At this stage, I recommend you sit down and spend a very fruitful 45 minutes of your time watching the following January 2019 lecture by the most famous advocate for MMT Stephanie Kelton. Kelton is that rare thing in an economics professor: a great communicator. Anyone who has got this far down the blog post will be able to understand the lecture — I promise (honest). More important, by the end of the lecture you will realize that government spending is not like household spending. So next time a politician says that a government must learn to live within its means just like a household, you will understand that the politician in question doesn’t know what he or she is talking about.
And, finally, in response to Prime Minister Theresa May’s claim that “there is no magic money tree”, well, actually there is, and in the UK it sits within the Bank of England (BOE).
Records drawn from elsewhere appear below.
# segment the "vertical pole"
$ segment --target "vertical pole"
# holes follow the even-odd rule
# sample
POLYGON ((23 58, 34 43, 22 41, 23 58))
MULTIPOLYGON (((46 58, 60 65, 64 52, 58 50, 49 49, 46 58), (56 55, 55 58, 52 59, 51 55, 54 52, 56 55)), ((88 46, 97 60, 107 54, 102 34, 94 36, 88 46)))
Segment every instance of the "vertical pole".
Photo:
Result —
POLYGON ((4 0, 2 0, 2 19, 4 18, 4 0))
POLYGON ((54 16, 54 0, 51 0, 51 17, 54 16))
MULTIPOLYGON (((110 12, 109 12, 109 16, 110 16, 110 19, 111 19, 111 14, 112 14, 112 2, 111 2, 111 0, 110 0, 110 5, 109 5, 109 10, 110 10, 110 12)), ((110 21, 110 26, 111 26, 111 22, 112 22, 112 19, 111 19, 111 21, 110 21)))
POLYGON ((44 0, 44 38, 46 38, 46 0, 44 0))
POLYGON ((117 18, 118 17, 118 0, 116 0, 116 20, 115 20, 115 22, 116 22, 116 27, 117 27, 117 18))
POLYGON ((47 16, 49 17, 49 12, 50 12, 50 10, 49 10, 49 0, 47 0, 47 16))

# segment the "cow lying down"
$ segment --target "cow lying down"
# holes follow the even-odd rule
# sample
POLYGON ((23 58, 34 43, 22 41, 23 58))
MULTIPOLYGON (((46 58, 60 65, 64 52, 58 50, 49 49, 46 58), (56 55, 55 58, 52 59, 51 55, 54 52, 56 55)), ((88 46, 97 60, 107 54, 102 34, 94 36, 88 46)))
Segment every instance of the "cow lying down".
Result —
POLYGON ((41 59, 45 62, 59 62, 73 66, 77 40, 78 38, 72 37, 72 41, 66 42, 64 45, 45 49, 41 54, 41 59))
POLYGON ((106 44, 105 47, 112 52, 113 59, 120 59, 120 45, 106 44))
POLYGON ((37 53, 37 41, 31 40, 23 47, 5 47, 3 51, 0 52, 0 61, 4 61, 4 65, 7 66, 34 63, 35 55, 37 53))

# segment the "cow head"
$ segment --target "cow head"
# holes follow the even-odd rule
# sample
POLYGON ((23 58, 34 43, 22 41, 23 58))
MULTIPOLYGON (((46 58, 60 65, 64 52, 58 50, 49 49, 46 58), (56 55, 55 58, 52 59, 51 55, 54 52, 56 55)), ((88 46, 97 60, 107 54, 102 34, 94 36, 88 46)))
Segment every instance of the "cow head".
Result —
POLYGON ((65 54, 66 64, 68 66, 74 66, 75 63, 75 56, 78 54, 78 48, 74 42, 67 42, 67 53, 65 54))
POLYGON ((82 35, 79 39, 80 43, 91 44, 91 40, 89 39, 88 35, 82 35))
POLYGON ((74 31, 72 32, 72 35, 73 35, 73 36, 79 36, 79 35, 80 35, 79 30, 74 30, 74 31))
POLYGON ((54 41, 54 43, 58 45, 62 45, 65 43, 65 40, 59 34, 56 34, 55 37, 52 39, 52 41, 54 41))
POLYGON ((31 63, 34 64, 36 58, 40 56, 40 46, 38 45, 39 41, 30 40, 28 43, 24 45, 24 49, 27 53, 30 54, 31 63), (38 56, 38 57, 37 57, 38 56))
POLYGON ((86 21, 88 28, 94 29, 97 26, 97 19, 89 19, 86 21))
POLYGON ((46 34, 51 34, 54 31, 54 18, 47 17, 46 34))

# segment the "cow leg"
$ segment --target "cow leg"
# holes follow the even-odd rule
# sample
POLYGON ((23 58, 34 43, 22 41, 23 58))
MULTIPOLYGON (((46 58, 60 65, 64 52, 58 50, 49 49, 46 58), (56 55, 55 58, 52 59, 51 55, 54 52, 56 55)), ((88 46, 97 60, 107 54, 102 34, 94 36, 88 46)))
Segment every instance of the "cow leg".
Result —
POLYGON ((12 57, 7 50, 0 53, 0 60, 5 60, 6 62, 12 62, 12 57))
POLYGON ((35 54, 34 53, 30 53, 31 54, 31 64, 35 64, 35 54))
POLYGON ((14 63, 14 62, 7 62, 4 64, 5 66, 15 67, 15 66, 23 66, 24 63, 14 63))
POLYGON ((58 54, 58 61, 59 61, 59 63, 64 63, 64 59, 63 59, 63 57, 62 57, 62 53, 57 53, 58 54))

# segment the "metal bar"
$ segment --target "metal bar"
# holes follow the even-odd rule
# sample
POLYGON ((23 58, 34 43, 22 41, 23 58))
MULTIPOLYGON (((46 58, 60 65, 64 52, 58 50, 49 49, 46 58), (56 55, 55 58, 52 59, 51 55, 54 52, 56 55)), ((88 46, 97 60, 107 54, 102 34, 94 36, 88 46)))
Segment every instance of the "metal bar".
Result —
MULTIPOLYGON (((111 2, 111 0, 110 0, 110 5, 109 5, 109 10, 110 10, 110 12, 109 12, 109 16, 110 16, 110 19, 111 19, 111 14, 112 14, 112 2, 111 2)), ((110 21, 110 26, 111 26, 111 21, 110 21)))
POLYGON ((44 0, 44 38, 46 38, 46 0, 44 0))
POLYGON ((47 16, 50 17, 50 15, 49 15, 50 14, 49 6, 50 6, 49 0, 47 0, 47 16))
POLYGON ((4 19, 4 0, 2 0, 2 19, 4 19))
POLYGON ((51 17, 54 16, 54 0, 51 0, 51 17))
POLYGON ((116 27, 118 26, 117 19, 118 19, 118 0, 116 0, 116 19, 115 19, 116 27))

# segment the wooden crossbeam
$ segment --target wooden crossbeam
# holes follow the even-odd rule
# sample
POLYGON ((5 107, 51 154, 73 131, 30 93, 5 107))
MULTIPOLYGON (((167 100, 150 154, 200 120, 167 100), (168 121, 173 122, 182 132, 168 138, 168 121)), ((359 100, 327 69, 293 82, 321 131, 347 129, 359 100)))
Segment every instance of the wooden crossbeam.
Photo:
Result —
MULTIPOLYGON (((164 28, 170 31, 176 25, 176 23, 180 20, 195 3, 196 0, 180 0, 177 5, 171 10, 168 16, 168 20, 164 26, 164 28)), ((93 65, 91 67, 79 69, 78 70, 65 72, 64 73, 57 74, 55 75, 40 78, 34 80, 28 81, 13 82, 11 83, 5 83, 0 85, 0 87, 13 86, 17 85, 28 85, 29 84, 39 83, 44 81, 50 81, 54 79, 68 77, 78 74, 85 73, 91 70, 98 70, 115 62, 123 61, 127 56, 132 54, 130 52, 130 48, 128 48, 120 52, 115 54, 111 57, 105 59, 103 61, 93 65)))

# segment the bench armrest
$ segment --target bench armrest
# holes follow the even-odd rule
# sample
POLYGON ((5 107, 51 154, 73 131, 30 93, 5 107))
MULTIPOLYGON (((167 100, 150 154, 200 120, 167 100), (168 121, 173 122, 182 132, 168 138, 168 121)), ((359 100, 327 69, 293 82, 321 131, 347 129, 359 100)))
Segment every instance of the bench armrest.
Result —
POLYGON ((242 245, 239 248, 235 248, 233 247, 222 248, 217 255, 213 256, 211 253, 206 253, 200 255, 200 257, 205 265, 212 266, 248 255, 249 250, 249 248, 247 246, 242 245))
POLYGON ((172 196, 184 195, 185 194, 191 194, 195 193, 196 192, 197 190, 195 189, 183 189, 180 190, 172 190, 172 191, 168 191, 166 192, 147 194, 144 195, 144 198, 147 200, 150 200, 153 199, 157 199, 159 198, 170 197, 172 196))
In a wonderful BBC Radio 4 programme called “Shaking the Magic Money Tree“, Michael Robinson descended into the depths of the BOE to see money created out of nothing: so the money tree does exist!
That said, magic can be a force for good or evil. I’m not saying that Ocasio-Cortez has no constraint over what the government can do deficit-wise in terms of executing a Green New Deal. But the judicious use of government’s deficits to finance ambitious government goals should not be dismissed out of hand. Financing such goals through deficits has been done before, and, handled well, it can be done again.